Нашлись, однако, догадливые и стали извращать весь смысл ею проводимых государственных реформ. И, как ни странно, нашлись и слушающие их, причём в числе немалом.
— Ну, теперь-то самая работа! — сказала трудолюбивая Алисия.
И учредила университеты богословия. И премии назначила самым говорливым.
— Идите, братие, в народ. И кто больше красноречием своим приведёт в монастыри народу, тот и получит премию. Восславьте милости небес!

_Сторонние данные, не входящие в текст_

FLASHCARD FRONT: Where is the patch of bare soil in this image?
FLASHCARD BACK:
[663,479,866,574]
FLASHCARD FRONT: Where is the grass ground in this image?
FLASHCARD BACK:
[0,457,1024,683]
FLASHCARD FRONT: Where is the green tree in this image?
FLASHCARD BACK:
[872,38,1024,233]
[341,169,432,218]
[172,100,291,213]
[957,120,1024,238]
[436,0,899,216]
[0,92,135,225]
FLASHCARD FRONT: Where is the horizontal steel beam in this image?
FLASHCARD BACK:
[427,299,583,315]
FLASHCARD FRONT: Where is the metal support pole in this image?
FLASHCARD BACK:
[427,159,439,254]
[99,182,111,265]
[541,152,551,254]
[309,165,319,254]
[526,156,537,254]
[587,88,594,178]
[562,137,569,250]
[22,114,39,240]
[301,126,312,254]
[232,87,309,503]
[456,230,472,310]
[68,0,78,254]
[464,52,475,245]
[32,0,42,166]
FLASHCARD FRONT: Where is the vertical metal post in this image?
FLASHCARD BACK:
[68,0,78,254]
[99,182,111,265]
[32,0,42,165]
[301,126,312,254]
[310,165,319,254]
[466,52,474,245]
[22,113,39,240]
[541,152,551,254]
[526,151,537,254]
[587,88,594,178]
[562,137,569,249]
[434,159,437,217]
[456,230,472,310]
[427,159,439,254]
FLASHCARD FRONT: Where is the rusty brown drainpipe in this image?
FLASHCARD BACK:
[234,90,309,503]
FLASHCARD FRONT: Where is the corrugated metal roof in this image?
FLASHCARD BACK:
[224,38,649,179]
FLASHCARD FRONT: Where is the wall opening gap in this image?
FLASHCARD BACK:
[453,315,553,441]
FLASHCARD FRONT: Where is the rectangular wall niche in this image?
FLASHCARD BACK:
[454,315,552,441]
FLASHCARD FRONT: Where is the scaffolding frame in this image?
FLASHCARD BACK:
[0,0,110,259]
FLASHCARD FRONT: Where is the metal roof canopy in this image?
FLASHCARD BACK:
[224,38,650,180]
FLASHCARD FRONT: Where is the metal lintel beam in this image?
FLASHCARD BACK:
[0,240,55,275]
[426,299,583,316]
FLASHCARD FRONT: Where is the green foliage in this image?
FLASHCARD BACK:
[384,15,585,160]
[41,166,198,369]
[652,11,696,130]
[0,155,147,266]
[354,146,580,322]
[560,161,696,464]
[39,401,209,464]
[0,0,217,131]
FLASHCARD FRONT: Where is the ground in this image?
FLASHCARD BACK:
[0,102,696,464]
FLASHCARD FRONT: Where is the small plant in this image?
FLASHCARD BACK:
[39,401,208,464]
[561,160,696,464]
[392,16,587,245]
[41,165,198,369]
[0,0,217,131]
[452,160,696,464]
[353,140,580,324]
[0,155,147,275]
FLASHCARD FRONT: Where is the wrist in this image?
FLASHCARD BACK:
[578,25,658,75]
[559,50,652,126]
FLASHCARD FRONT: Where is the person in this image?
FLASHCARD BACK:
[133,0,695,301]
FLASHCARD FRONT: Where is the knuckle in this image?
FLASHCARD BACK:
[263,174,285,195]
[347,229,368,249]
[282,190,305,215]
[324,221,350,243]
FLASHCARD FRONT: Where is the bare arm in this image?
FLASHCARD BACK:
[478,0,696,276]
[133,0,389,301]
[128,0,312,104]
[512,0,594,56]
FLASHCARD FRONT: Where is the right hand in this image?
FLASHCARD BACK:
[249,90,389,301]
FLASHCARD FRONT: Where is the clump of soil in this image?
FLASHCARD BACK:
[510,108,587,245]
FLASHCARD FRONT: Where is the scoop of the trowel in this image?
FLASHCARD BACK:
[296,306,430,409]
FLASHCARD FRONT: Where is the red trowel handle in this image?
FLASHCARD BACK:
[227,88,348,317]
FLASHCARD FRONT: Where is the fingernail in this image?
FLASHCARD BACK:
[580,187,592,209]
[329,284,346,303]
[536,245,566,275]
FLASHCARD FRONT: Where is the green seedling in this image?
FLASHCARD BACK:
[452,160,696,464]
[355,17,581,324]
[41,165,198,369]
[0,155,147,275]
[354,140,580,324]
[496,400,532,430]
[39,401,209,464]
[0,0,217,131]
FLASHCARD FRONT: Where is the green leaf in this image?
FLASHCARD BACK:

Народ догадлив был и быстро сообразил, где слаще. И попёр в монастыри. Опустели поля, брошены земли, пашни. Голодают семьи. Зато какие появились монастырские хоры! Какие фимиамы возносились! Такое благочестие повсюду развелось! Куда ни глянь — везде сидят по двое да по трое, и всё промежду них любовь да свет!
Пока повсюду укреплялась вера, приспела новая напасть: назрел аграрный кризис — по непосеянному не пожнешь! Столичные барыги заломили за провиант чудовищные деньги. В ломбард сносили всё — вплоть до последней тряпки с тела.